Петух с голой гузкой подскочил и смешно побежал на разъезжающихся ногах, петляя между ножками стола. Я в испуге, не переставая орать, бросилась вон из кухни, сбив с ног деда, добежала до своей двери и закрылась на крючок.

«А вот теперь тебе точно пиздец», — ошарашенно пропищал Васятка и шмыгнул в норку за кустом.

Комментарий к 2. Цитата из книги Джоан Линдсей “Мужчина моей мечты”

====== 3. ======

— Гадское отродье! — рычал у меня под дверью Ашиус. — Петрык, петя, хороший мой! Общипал тебя этот никчемный омега… Выходь, Прошка! Выходь, говорю! Ты зачем Петрыка общипал?

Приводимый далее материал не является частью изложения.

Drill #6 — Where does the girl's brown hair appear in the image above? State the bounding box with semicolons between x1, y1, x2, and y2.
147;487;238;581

— Не выйду, — подвывал я, забившись в уголок кровати, вцепившись в покрывало обеими руками, со страхом глядя на запертую на задвижку дверь.

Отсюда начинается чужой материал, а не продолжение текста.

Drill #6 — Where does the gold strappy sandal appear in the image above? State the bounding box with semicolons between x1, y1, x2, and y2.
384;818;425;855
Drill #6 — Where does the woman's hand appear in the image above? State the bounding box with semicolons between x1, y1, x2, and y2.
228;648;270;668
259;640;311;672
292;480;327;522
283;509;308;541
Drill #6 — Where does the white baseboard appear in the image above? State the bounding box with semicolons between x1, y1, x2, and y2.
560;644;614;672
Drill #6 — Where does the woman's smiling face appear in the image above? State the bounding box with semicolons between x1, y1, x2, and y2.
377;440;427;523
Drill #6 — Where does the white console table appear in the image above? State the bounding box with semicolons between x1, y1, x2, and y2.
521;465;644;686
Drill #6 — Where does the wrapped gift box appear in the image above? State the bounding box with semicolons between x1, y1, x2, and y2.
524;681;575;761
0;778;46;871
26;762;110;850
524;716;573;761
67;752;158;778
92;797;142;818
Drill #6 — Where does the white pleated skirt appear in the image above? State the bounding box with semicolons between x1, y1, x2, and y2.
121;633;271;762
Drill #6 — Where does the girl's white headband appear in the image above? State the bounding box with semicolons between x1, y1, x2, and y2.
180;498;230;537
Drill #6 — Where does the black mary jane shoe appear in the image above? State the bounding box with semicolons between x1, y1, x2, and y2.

— Выходь, кому говорю! Паршивец эдакий! Одни гадости только и можешь делать! За что мне такое наказание! Вот если омега гнилой, так ничем его не исправить! Выходь, гад! Хуже будет!

— Не выйду-у-у! — рыдал я, трясясь на кровати.

— Бедный Петрык, — голос деда разительно менялся, когда он обращался к петуху. — Пойдем, смажу тебе жопце жиром. Отмерзнет гузка — пропал весь петух. У-у-у, угробище лесное! — вызверился он уже на меня. — Пакостник! Такого петуха мне споганил! На полчаса оставил одного! А дальше что ждать?

Голос Аши отдалился от двери, что-то ласково бормоча клекочущему Петрыку, но сегодня я выходить из комнаты уж точно не собирался.

Я сделал несколько медленных вдохов-выдохов, пытаясь успокоиться, и это помогло. Петуха было жалко до слез, и как только страх отступил, накинулась жалость — разъедающая, острая, поглощающая с головой жалость: вначале к бедному Пете, потом к себе, как омеге, потом к себе, как погибшей Таське и рыдания тут же возобновились, превратившись в трубный вой с трясучкой и икотой.

Через какое-то время в двери послышался стук, вежливый такой, сдержанный — тук-тук, и приглушенный голос Аши, низкий от волнения и смущения, грубовато произнес:

— Ну чего ты… Давай уже, выходи… На вот водички… Развел тут море, понимаешь… Остыл я уже, не буду ругаться. Ходи давай сюда, малЕц.

В горле давно пересохло, от икоты разболелся живот и голова, пить хотелось жутко, поэтому я сползла с кровати и открыла дверь, пусть лучше сейчас меня прибьет, хуже не будет. Виновата — получай.

Дед виновато взглянул на мою распухшую красную физиономию и смущенно протянул стакан с водой. Но больше, чем воды мне хотелось дружеского участия и поддержки, и я, хрипло выдохнув: «дедааа!», — обняла его, всхлипнув, уткнувшись в грудь мокрой моськой, чувствуя тепло и бьющееся под ухом сердце.

Аши скованно обнял меня двумя руками, отводя кисть со стаканом воды чуть в сторону. Потом погладил по голове большой мозолистой ладонью, низко урча:

— Ну, будет, будет убиваться… малец. Что ж ты такой непутёвый-то? А Петрык выживет — он у меня боец еще тот. И хвост новый отрастет. Не скоро, но лучше прежнего будет.

— П-правда? — шмыгнув носом, я с надеждой посмотрела в карие с темными крапинками глаза под кустистыми бровями, так похожие на те, которые еще два дня назад отливали желтизной смолянистого янтарного клея с яблони, прозрачного на солнце, в момент наивысшего пика, после которого узел раздувался и мини оргазмы прошивали тело молниями, а ресницы трепетали черными ровными угольными стрелками, густыми, чуть загнутыми на концах… И так похожие на те, которые поливали презрением и холодом.

— Правда, правда. На-ка вот, водички попей, — дед разжал объятия и подсунул мне под нос стакан. Помог напиться, придерживая его, потому что мои руки тряслись, а зубы стучали о стакан.